Second, benefits linked to paid work should not be limited to ideal workers as traditionally defined. Health insurance policy waiting periods, ERISA vesting rules, Social Security recency requirements and the thirty-five-year work-life rule should all be abolished or redesigned so that they do not have a disparate impact on women.

A much larger component of government redistribution than the social safety net are entitlements that are "earned." How are they earned? All these are linked only with paid work, and treat family work as leisure that does not give rise to entitlements related to work. In addition, they typically are awarded to IW, as opposed to the part-time or other "casual" work that mothers often adopt in order to accommodate care-taking responsibilities. As a result of these two patterns, it is disproportionately men who earn social entitlements such as Social Security, UI, pensions, etc.

IV. Conclusion: How to Change Women's Relationship to Economic Security

To analyze women's relationship to economic security, need to examine three things:

  • How a society's work system fits with its traditions of nurturance — this is what I have done for the U.S. via the IW analysis of market work

  • How it defines who owns what within the family

  • How a society allocates government wealth — not only the social safety net, but also provision of "earned" social entitlements related to paid and/or family work

To change the relationship of gender and economic security, we can change one of three basic relationships:

1) We can change the relationship of employer and employee, to require workplaces to take account of the important family work responsibilities of their employees.

need to go far beyond "family friendly" policies to rethink how we define the ideal worker baseline: proportional pay, benefits, and advancement for PT work particularly important in mandatory OT economies need to rethink the ways we define an ambitious, committed, valuable worker should be able to accomplish a lot through voluntary programs -- esp. in an age of high employment (U.S. rate now 4%).
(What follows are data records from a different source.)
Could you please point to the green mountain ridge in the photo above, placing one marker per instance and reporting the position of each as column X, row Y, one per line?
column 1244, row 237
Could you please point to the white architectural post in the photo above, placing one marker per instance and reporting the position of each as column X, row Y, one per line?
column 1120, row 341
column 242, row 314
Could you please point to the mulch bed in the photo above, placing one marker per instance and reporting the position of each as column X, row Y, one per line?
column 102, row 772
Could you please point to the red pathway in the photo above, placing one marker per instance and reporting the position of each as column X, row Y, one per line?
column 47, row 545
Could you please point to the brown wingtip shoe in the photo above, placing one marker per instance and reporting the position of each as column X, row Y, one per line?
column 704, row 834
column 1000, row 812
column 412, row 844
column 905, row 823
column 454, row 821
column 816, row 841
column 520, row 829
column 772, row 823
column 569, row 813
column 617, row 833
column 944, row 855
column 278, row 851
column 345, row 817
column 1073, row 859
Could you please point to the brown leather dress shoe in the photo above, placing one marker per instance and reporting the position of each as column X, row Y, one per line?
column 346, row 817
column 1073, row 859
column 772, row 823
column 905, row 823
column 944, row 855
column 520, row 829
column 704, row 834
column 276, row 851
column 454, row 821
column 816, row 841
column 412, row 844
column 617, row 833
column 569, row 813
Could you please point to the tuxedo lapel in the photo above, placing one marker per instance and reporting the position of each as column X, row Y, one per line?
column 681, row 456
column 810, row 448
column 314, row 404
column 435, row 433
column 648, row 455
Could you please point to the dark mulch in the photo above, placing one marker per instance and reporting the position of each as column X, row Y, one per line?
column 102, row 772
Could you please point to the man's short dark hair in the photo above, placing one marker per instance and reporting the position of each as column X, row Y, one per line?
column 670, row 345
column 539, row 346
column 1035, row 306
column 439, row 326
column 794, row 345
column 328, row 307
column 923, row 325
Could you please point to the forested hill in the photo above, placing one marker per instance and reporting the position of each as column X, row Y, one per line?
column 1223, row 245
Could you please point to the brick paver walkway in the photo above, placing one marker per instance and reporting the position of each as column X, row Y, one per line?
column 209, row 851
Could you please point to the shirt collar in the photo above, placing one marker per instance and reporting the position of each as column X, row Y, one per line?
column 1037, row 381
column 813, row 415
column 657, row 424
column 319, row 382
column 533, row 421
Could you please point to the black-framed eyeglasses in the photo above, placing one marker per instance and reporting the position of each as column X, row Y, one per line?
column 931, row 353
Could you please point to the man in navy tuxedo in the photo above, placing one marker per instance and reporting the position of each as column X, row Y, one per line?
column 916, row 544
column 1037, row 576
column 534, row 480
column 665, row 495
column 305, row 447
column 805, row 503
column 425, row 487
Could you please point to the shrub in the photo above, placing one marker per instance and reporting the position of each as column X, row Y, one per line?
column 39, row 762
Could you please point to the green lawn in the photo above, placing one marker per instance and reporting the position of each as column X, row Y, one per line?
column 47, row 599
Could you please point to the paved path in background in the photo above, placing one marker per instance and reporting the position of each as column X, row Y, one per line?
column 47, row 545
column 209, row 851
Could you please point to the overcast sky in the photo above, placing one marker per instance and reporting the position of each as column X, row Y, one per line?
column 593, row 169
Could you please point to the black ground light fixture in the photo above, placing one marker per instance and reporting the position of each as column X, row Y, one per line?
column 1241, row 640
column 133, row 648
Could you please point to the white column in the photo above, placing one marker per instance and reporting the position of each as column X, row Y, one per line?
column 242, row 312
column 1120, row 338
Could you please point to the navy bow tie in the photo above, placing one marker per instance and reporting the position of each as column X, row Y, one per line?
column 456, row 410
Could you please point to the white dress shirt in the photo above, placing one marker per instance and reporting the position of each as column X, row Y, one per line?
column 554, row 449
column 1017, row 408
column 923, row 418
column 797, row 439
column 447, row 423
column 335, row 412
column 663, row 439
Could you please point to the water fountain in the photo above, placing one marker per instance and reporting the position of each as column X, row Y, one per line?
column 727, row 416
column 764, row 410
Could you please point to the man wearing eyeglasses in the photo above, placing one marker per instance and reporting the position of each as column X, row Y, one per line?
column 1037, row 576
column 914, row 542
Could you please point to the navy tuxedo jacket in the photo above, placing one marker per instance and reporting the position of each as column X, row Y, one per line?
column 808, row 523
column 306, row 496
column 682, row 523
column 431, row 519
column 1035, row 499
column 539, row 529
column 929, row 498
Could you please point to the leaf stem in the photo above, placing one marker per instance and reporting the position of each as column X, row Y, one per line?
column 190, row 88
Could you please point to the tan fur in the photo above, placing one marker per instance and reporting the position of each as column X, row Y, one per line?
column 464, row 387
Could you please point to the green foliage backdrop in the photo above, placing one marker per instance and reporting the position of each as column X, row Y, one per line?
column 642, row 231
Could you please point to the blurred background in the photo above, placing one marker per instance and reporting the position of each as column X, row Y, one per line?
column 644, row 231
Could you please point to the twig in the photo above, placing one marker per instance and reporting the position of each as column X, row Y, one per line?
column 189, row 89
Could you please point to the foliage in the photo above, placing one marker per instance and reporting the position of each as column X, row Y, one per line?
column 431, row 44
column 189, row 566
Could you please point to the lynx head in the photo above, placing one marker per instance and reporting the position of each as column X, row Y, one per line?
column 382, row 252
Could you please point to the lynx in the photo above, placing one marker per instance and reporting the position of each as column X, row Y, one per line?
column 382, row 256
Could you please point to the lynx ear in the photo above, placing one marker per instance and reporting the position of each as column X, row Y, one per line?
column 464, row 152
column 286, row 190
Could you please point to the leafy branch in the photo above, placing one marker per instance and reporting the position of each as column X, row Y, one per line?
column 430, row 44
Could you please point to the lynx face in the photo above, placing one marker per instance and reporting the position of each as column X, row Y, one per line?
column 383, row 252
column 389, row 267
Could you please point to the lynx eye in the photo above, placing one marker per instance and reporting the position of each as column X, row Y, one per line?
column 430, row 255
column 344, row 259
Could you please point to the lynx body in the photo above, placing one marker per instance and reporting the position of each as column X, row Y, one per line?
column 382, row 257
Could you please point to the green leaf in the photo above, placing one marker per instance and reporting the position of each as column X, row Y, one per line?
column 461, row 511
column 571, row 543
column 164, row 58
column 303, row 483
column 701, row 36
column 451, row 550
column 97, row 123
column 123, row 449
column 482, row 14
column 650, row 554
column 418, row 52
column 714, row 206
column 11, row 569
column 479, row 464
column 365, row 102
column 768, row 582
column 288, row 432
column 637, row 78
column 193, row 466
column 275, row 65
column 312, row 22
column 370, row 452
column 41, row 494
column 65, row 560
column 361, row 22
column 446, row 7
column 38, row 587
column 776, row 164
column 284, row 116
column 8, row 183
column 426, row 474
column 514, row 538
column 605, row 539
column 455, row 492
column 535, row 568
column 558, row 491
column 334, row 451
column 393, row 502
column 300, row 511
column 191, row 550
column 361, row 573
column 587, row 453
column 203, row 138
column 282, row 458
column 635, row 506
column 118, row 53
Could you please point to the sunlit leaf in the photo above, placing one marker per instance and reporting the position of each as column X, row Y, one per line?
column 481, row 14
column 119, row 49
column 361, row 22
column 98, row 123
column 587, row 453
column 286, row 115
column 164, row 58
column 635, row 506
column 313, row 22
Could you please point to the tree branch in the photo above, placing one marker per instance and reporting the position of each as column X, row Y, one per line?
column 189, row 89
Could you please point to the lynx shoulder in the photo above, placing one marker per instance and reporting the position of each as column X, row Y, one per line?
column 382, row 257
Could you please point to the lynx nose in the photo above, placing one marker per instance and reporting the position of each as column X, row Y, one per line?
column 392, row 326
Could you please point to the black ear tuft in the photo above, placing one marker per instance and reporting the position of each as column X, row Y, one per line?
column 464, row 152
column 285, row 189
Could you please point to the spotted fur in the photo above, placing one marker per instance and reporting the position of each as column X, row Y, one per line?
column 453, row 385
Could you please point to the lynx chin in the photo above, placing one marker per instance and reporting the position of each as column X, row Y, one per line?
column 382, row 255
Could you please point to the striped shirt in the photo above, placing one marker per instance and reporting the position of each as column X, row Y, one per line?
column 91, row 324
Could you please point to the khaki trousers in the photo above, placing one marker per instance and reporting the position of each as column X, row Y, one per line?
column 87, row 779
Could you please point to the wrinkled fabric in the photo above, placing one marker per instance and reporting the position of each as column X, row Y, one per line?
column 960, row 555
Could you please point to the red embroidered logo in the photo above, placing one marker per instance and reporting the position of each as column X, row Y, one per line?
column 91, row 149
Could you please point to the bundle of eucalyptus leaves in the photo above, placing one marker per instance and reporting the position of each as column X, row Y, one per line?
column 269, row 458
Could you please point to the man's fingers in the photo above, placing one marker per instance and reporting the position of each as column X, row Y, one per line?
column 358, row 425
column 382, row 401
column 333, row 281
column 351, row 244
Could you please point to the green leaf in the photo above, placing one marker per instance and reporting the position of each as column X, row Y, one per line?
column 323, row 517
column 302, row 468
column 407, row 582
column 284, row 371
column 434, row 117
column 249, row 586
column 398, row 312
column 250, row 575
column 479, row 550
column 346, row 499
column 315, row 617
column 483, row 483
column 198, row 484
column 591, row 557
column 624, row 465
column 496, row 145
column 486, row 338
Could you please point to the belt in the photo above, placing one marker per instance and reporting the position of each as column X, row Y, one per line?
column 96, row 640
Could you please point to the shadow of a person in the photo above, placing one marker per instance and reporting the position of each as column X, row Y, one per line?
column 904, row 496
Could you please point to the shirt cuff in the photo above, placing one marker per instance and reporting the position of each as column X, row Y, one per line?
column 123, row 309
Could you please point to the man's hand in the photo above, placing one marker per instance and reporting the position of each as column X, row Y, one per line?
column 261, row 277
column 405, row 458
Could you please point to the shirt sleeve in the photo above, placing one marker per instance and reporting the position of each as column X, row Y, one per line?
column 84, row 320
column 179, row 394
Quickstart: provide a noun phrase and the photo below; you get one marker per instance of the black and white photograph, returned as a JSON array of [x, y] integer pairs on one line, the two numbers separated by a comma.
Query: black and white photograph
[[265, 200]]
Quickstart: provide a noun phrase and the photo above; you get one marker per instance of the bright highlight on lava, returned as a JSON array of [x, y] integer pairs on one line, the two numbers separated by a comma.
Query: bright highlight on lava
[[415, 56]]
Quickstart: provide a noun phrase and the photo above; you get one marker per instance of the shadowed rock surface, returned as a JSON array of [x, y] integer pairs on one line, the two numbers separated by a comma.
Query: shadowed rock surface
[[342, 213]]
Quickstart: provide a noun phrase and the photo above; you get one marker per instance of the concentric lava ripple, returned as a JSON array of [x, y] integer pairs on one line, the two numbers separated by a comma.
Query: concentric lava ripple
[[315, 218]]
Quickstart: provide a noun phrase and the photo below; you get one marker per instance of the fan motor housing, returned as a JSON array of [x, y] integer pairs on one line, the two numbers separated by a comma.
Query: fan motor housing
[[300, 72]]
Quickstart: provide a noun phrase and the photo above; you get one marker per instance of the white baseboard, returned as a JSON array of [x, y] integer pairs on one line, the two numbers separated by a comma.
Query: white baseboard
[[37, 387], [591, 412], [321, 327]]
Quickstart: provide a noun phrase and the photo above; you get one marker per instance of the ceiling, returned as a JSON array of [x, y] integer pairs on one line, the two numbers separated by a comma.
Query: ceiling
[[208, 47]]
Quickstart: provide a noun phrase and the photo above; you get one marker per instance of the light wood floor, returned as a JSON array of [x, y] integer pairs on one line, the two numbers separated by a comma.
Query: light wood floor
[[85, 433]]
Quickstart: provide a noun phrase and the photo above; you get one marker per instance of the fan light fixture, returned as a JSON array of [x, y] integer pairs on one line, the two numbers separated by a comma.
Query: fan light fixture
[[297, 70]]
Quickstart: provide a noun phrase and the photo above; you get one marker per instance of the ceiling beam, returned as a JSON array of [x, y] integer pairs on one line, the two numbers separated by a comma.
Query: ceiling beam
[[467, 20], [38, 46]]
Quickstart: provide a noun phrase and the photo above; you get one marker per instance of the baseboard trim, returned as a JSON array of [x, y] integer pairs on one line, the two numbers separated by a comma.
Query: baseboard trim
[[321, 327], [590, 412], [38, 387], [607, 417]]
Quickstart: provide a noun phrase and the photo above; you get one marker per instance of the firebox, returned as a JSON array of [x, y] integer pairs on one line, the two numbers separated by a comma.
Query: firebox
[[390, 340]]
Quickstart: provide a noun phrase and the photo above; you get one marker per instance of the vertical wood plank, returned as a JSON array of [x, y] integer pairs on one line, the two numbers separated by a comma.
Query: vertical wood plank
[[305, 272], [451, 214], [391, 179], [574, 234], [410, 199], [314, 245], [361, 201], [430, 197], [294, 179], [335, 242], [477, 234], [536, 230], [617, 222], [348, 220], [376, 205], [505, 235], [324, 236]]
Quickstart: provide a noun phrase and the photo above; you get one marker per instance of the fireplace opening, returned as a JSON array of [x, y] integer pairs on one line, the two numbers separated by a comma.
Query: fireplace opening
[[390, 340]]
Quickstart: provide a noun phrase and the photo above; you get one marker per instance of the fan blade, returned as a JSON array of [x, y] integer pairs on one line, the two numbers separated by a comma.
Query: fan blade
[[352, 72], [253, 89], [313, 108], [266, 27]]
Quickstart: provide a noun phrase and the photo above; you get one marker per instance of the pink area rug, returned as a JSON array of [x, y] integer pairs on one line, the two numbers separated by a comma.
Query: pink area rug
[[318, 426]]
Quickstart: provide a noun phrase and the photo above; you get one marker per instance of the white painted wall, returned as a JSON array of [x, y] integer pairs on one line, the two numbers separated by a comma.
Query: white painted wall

Yet we also should not lose sight of the fact that employers who designed their workplaces around men's bodies and traditional life patterns are discriminating against women

2) We can change relationships within the family

we can change the allocation of household work between men and women — but this has proven very difficult — We need to be a lot more thoughtful about why this strategy has had such limited success. Helpful to turn to growing literature on construction of masculinity. Men feel their masculinity is on the line. Also need to turn to literature on class, and to re-theorize the relationship of class and gender: gender performances help create class status; the available cultural idioms for performances of class are very gendered.

we can change our notions of who owns what within the family -- in the U.S., the key is in divorce law (for after marriage) and popular discourse (for who owns what during marriage). joint property proposal, to end unexamined notions inherited from coverture in other countries, some provide for even fewer entitlements for women upon divorce It's very important in countries that up until very recently have had virtually no divorce, not to replicate the situation in the U.S., where rising divorce rates have led to increased impoverishment of women and children (40% of divorce U.S. mothers are in poverty) because of unexamined assumptions about who owns what within the family

in other countries, it's also necessary to change inheritance laws.

3) Finally, we can change the configuration of the public and private spheres

two different approaches here
one has been discussed: government-ordered mandates on employers to provide leaves and alternative schedules for people with family work responsibilities

the other is to adopt a strategy of providing an entitlement to those involved in care work Here is the important work of Martha Fineman should be noted, as should the striking differences in childhood poverty rates in the U.S. and other civilized countries (or, should I say, in countries that are truly civilized when it comes to accepting the responsibility to provide children a true chance in life).